La capogruppo dei democratici alla Camera dei Rappresentanti USA, Nancy Pelosi, ha pronunciato un discorso all’Università di Harvard, il 2 dicembre, intitolato “Programma per l’innovazione, un impegno alla competitività affinché l’America resti al primo posto”. Parlando a nome dei parlamentari democratici, Pelosi ha detto: “Tutti gli americani sono gli eredi di una tradizione di innovazione. Gli Stati Uniti debbono la loro stessa esistenza alle idee imprenditoriali. I nostri fondatori erano convinti di essere parte di un cambiamento mondiale ed avevano una grande fiducia nel futuro.”

“Immaginiamo la loro visione del futuro. Nel fondare quel nuovo ordine i nostri fondatori allargarono i nostri orizzonti, ampliarono il nostro paese e auspicarono un mondo migliore.
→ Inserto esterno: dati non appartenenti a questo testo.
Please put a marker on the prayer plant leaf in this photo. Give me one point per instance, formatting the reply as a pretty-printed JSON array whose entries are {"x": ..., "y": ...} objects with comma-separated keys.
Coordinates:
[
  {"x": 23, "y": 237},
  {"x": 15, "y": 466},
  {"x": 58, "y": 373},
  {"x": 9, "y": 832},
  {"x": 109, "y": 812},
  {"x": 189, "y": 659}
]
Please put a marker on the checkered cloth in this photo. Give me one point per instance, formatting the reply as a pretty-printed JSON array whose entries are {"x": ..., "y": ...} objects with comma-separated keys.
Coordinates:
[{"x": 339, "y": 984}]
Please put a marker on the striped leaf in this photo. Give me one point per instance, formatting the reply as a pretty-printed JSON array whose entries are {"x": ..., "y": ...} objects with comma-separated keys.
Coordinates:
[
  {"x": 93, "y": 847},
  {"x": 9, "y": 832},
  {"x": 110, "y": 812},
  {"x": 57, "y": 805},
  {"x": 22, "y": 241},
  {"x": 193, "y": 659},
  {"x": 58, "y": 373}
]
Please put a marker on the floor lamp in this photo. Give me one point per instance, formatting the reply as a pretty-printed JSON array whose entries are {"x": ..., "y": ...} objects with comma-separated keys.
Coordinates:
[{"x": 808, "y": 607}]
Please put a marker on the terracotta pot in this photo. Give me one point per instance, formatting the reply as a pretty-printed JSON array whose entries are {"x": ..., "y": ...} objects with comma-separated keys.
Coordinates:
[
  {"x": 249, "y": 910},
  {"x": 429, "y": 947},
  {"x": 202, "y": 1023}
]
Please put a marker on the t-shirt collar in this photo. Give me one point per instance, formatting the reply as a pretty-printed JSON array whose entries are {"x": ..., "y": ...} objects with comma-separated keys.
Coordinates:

Riconobbero anche che ogni generazione è responsabile di fare dell’America un luogo migliore per la generazione che la segue, per la nostra posterità…”

“Rispondendo all’appello del presidente Kennedy ad assumere la leadership nella scienza e nell’industria, l’America edificò l’economia più attiva e divenne leader mondiale nella scoperta e nell’innovazione scientifica”.

Pelosi ha passato in rassegna le principali conquiste del “genio americano”, ed ha notato che ogni nuova scoperta “ha lanciato nuove industrie, creato nuovi posti di lavoro ed ha innescato altre innovazioni successive”, e che in tal modo si è affermata “una cultura imprenditoriale, creando la più salda alleanza tra pubblico e privato nella storia del mondo, investendo in idee a lungo termine e ad alto rischio…”

Il mondo oggi è cambiato, ha spiegato la parlamentare, e mentre altri si sono impegnati a seguire la tradizione americana, gli USA se ne sono purtroppo allontanati. “Altri investono nel miglioramento del sistema dell’istruzione, nella creazione di università di fama mondiale, in particolare per la scienza e la tecnologia. Noi abbiamo meno studenti nelle facoltà scientifiche e meno insegnanti di queste materie di quanti ne avremmo effettivamente bisogno. Quest’anno si laureano in ingegneria 70 mila studenti americani. In India se ne laureano nella stessa disciplina 350 mila e in Cina 600 mila. Loro si sono assunti un impegno alla ricerca ed allo sviluppo a lungo termine. Noi consentiamo che il nostro impegno in tal senso venga meno. Il sostegno dello stato federale alla ricerca di base raggiunse un massimo nel 1987 e da allora o è andato diminuendo o è rimasto stazionario”.

Nancy Pelosi ha quindi elencato le iniziative necessarie per ribaltare questa tendenza, in primo luogo ripristinando l’istruzione scientifica, che i parlamentari democratici hanno concordato dopo un’attenta discussione con gli esperti in ogni parte del paese.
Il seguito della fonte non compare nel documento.